Umfrage zur Veränderung des persönlichen Alltags in Schwerte: Ohne Corona hätte ich niemals gedacht, dass…

Leben in Zeiten der Corona-Pandemie: Was hat das für Auswirkungen im Allgemeinen,  auf unsere Stadtgesellschaft, auf das Zusammenleben, auf jeden Einzelnen und jede Einzelne von uns? Welche Erfahrungen wurden gemacht? Diesen und weiteren Fragen zum Thema möchten wir mit unserer Ein-Satz-Postkartenumfrage in der Reihe „Kultur am Samstag“ auf den Grund gehen.
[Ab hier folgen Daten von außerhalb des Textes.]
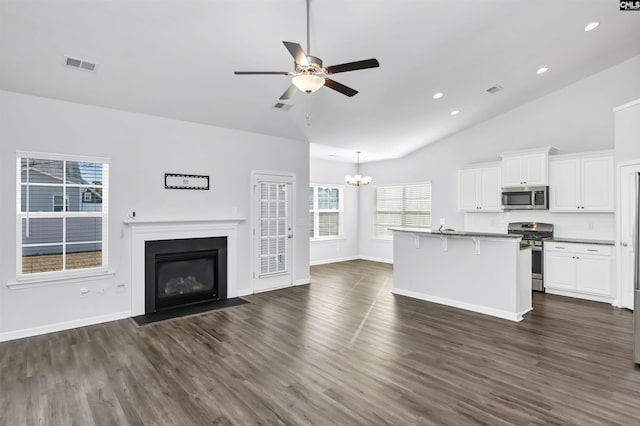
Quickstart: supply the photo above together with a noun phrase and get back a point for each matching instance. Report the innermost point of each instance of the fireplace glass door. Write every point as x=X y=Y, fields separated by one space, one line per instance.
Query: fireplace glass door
x=185 y=278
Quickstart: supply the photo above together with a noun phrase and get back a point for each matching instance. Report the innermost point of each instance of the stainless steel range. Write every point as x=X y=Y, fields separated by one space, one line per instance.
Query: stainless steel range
x=533 y=234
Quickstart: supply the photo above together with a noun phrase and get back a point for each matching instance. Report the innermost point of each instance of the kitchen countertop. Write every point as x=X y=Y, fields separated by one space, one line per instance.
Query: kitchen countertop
x=582 y=241
x=458 y=233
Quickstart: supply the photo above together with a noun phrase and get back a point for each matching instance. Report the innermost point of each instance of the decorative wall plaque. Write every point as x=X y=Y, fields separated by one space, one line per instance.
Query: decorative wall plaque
x=180 y=181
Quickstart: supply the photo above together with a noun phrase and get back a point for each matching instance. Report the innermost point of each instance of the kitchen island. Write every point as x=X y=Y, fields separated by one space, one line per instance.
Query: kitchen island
x=481 y=272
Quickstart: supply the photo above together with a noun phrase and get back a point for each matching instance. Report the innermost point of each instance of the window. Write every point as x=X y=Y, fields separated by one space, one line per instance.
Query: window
x=402 y=206
x=71 y=233
x=325 y=212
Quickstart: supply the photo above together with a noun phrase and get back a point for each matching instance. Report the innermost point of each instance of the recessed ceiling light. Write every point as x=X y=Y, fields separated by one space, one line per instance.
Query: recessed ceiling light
x=591 y=26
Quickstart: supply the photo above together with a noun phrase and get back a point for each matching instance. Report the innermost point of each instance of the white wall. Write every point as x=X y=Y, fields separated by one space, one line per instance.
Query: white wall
x=627 y=131
x=346 y=248
x=573 y=119
x=141 y=148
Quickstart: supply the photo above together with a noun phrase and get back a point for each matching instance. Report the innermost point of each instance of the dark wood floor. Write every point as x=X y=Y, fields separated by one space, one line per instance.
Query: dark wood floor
x=340 y=351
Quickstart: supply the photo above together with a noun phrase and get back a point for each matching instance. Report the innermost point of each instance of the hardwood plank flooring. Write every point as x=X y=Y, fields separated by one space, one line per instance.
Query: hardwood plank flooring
x=340 y=351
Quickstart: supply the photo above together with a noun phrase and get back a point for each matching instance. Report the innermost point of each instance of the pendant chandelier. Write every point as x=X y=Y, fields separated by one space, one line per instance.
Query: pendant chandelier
x=358 y=179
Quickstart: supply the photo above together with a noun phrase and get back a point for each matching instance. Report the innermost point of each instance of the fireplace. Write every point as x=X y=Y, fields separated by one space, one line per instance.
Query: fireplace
x=182 y=272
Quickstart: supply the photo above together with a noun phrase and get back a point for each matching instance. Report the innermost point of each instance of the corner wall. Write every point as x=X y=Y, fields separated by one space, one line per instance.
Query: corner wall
x=575 y=118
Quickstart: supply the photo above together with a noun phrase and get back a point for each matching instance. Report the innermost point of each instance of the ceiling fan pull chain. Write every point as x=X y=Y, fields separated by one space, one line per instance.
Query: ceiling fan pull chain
x=308 y=32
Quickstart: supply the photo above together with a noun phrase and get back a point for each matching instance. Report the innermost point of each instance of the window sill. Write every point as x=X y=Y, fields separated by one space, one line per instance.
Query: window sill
x=62 y=278
x=326 y=239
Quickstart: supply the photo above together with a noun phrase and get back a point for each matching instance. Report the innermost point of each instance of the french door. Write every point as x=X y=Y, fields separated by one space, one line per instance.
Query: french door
x=272 y=231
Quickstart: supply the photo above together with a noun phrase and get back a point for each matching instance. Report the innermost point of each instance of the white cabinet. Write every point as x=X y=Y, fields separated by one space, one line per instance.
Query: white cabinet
x=479 y=189
x=525 y=168
x=581 y=183
x=579 y=270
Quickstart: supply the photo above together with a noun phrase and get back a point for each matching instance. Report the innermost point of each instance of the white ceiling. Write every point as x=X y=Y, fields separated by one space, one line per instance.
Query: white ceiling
x=175 y=58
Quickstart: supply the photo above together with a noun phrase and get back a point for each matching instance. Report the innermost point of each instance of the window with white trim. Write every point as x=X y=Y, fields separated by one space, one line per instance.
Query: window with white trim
x=60 y=228
x=325 y=212
x=402 y=206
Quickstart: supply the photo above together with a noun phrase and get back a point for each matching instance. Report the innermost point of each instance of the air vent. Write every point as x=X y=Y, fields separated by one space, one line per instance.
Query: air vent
x=284 y=107
x=82 y=64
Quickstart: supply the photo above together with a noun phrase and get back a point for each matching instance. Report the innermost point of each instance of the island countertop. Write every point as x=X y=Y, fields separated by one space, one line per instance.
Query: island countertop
x=453 y=233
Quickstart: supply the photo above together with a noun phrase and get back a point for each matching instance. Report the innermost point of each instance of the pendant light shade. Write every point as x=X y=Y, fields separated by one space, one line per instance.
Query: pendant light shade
x=358 y=180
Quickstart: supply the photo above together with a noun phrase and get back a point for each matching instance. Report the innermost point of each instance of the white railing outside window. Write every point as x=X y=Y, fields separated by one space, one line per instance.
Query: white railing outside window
x=325 y=212
x=59 y=227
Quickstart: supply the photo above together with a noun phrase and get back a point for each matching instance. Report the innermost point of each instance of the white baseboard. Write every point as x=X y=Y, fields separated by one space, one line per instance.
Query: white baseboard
x=334 y=260
x=463 y=305
x=577 y=295
x=60 y=326
x=376 y=259
x=303 y=281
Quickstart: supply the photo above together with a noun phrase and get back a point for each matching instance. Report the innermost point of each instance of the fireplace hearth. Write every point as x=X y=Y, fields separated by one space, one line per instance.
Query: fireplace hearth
x=182 y=272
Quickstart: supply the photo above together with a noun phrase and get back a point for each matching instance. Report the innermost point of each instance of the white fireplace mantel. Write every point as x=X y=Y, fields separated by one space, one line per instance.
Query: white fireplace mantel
x=143 y=230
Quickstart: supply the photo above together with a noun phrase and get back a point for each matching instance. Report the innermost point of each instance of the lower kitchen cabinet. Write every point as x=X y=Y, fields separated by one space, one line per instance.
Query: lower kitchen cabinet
x=578 y=270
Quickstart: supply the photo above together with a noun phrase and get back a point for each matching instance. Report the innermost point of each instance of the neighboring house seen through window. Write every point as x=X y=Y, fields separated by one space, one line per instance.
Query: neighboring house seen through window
x=325 y=212
x=61 y=228
x=402 y=206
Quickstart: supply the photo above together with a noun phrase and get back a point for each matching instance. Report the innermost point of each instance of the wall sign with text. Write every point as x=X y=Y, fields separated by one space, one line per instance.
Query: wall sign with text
x=180 y=181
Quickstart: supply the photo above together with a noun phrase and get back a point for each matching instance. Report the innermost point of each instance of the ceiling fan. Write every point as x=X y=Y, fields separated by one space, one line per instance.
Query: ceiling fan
x=309 y=74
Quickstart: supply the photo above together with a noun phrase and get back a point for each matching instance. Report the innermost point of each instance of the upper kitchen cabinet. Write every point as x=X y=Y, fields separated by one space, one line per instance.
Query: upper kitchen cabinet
x=479 y=188
x=525 y=168
x=582 y=182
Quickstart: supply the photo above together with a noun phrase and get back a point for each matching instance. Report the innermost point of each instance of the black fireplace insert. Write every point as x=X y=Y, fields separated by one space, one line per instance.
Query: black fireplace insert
x=181 y=272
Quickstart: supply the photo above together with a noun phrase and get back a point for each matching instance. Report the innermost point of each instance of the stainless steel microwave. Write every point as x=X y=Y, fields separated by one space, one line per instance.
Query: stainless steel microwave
x=525 y=198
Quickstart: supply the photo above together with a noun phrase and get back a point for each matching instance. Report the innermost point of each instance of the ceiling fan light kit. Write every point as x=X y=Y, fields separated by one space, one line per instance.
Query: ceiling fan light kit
x=308 y=83
x=310 y=75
csm_2607C59A-8245-4439-A16D-AC17C47FF58D_1_105_c_902bbff969 Humor als Teil der Krisenbewältigung: „Amerikaner“ mit Mundschutz aus dem Angebot einer Schwerter Bäckerei

Die Aktiven der Bürgerstiftung in der Schwerter Mitte sind am 22. August dann wieder während der Marktzeit von 11 bis 13 Uhr an ihrem Info-Stand im Hof des neuen Ensembles am Markt zu finden. Denn neben der Umfrage, deren Ergebnisse als Teil und gravierender Zeitabschnitt unserer Stadtgeschichte auch Eingang in die neue Ausstellung „ruhrtal  museum heimat ver*rückt“ finden werden, werden auch wieder im direkten Gespräch zahlreiche Infos zu den Plänen der Bürgerstiftung und der neuen musealen Ausstellung vermittelt.

Vertreter und Vertreterinnen des Vorstands, der Bürger-Projekte, der Ensembleleitung und des Historikerinnen-Teams freuen sich auf  einen angeregten Austausch mit den Schwertern und Schwerterinnen.